People no longer reply or respond. They ‘revert’. At a lesser level of literacy, one ‘reverts back’. Just as one has ‘future plans’, thankfully, and not plans for the past or this moment. Change is no longer profound enough. Thinks must undergo a ‘paradigm shift’.

And smart people don’t think, they ‘ideate’. Nor do they write letters. They send ‘communication’. Getting a new customer is ‘acquisition’, and working with somebody is ‘partnering’.

Satisfying me is not enough, you want my ‘mind space’. Merely being creative is passé, since there is a shatteing-ly cliché for it: you must let the ‘creative juices flow’.

There is a corporate term for spaced out thinking as well, and I love this one- ‘blue sky thinking’ – something you claim to do when you do not have even a straw of concrete thought about anything. Common acronyms but perhaps the most pillaged is ‘impact’. In every sentence uttered at a meeting, the noun is dragged like a reluctant house to water, to its awkward and grotesque verb form, ‘impacted’.

Some acronyms make their way from teen text messages straight into corporate vocabulary, and are subsequently made even more puerile. Take FYI (for your information), for instance. The wildly popular acronym has found its siblings in important business talk- FYIP (a ‘please’ added politely when writing to a senior), FYIA (‘for your information and action’, to bully juniors) and FYIANA (‘necessary action’, making you wonder how much unnecessary action is otherwise encouraged).

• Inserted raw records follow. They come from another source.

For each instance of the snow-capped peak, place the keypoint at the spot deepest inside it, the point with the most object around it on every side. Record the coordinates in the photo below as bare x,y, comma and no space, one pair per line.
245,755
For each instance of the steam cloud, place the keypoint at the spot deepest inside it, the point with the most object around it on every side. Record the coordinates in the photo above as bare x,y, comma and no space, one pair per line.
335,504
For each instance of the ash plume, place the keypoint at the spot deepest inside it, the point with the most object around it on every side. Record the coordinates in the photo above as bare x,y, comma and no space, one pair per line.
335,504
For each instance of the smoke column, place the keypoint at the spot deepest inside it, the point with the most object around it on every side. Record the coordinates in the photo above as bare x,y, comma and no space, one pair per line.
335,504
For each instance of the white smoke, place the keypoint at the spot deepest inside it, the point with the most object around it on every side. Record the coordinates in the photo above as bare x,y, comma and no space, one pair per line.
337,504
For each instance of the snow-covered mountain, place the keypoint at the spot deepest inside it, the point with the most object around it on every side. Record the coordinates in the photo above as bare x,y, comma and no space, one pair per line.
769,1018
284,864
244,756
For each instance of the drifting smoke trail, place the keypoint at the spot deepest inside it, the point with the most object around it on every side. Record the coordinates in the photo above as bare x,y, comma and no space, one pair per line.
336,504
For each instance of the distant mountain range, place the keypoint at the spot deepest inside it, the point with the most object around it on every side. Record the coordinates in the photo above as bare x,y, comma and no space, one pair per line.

And after much good work, you were no longer become a name, you become a ‘brand’, and your goodwill is ‘equity’, even if you have never invested in stocks.

To fully explore the contours of this new species of words is beyond the scope of this piece. But it will be interesting to see how long the English language can take this brisk repositioning in the rear.


[Disclaimer: This is not my article .. the author is not known .. I am just sharing it with you.]